Le titre de cet avis est un clin d’œil au roman de Daniel Pennac, Chagrin d’école où l’auteur nous parlait justement de ses problèmes à l’école. De nombreuses pages trouvent un écho à ce qui se passe dans Sans aller à l’école... (voir par exemple la partie IV : « Tu le fais exprès »…). Le passage qui suit m’a passablement marqué et il résonne un peu plus fort quand on a fini de lire le manga : « On les entend, ces malins, dans les salons, sur les ondes, présenter leurs déboires scolaires comme des hauts faits de résistance.
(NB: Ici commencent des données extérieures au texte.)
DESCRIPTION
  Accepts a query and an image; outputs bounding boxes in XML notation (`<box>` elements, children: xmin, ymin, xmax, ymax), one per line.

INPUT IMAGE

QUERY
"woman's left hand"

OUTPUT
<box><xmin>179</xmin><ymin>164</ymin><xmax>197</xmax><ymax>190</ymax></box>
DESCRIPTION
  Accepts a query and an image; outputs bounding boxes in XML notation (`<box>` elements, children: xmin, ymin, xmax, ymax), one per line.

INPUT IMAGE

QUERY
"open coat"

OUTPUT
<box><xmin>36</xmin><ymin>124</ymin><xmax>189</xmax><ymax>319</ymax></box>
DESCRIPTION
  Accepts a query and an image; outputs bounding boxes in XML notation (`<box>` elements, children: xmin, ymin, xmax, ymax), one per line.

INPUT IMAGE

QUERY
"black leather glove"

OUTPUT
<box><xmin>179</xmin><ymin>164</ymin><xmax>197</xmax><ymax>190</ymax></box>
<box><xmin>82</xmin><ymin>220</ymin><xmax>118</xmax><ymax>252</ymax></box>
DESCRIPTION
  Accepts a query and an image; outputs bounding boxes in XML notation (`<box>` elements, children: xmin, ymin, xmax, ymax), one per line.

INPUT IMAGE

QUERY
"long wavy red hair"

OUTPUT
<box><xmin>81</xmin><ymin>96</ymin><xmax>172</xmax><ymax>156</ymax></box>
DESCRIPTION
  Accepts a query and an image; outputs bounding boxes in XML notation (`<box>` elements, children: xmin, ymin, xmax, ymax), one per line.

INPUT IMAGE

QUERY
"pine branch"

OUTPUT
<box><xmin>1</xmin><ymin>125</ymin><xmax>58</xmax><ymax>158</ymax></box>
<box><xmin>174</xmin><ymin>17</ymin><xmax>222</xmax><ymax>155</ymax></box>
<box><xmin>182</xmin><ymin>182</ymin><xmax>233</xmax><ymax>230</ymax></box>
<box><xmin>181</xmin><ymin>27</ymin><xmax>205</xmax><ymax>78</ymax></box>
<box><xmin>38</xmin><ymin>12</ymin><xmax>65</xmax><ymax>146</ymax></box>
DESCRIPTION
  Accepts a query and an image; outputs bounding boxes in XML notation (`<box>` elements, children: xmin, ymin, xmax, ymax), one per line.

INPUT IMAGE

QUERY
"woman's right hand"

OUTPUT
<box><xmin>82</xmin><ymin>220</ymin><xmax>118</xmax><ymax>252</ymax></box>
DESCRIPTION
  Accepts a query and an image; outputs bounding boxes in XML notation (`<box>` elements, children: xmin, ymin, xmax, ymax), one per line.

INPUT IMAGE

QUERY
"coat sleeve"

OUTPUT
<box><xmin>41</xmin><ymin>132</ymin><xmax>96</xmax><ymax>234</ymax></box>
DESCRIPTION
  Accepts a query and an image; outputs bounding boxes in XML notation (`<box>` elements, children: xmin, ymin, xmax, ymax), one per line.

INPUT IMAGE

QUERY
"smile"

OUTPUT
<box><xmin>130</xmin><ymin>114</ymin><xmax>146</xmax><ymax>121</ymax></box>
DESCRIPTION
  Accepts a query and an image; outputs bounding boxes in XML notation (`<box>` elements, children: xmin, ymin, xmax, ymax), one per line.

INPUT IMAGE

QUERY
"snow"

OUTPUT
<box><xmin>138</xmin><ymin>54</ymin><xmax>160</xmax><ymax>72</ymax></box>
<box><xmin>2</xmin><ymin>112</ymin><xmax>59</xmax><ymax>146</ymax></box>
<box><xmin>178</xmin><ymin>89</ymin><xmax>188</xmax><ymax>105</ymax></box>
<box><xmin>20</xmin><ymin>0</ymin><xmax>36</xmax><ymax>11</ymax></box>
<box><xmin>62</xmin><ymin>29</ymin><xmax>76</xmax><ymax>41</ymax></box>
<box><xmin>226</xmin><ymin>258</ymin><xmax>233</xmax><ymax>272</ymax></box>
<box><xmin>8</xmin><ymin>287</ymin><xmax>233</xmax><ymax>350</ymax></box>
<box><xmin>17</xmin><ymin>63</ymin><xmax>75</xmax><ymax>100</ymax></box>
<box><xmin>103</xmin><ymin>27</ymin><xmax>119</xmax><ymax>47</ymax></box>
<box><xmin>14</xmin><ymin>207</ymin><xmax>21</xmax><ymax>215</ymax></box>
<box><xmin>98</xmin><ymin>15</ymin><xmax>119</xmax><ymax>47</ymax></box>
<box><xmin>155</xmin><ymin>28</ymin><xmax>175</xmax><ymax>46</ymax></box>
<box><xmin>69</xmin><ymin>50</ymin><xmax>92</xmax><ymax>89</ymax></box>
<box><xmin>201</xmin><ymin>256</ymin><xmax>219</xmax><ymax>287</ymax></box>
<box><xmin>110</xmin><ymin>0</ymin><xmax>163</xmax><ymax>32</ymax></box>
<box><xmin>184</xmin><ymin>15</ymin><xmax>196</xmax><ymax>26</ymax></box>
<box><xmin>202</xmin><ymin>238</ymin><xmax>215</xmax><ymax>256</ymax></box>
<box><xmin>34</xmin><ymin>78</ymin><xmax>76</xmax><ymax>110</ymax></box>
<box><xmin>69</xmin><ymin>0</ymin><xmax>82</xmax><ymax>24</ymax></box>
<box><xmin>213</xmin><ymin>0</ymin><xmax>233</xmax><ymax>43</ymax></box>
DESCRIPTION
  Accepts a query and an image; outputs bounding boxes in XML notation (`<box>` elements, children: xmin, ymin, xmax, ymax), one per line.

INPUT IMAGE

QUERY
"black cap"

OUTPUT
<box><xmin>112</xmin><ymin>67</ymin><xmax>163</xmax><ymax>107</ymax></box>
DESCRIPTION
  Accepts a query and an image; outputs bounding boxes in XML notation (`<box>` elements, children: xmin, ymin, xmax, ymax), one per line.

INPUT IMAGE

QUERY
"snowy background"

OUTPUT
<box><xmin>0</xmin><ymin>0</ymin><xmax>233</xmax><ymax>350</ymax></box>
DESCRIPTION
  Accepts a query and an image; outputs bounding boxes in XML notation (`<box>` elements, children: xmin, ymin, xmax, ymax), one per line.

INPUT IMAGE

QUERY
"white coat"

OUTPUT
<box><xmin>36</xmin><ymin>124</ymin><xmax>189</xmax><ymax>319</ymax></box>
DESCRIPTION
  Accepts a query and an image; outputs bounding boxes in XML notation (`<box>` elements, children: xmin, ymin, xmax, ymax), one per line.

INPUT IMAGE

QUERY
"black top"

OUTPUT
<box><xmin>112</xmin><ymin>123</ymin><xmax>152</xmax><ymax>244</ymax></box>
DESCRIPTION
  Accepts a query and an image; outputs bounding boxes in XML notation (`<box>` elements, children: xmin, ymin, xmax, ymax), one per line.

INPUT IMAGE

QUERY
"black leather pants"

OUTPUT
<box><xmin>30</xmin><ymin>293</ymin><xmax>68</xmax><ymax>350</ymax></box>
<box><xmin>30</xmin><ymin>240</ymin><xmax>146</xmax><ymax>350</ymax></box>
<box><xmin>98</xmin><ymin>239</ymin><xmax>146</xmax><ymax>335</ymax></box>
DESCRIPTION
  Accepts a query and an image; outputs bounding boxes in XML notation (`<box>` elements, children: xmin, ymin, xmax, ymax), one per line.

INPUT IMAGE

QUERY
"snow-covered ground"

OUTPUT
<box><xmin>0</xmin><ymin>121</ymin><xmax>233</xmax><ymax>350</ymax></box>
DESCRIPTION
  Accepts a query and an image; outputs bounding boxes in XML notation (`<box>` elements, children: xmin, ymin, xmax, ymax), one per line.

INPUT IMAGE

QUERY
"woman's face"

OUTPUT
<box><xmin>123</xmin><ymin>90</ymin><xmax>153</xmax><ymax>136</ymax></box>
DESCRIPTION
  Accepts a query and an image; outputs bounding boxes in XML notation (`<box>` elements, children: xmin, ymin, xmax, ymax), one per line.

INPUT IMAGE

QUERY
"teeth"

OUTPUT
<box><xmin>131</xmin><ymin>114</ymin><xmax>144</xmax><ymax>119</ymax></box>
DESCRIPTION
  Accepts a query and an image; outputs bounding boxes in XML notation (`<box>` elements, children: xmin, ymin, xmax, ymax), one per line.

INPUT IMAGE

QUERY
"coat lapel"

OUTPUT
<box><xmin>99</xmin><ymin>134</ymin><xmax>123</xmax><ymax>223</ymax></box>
Je ne crois, moi, à ces paroles, que si j’y perçois l’arrière-son d’une douleur. Car si l’on guérit parfois de la cancrerie, on ne cicatrise jamais tout à fait des blessures qu’elle nous infligea. Cette enfance-là n’était pas drôle, et s’en souvenir ne l’est pas davantage. […] Pour autant, le cancre tiré d’affaire ne souhaite pas qu’on le plaigne, surtout pas, il veut oublier, c’est tout, ne plus penser à cette honte. Et puis, il sait, au fond de lui, qu’il aurait fort bien pu ne pas s’en sortir. Après tout, les cancres perdus à vie sont les plus nombreux. J’ai toujours eu le sentiment d’être un rescapé. » (p. 95-96)
Syoichi Tanazono nous livre, avec ce one-shot, son vécu, qui balaie bien des idées reçues sur les enfants en échec scolaire. Masatomo est un jeune garçon que l'on a envie, dès la couverture, de prendre dans ses bras pour consoler cette tristesse scolaire. Sur le tableau noir du malheur et même sans craie de toutes les couleurs, Syoichi Tanazono dessine le visage du bonheur avec Sans aller à l'école, je suis devenu mangaka.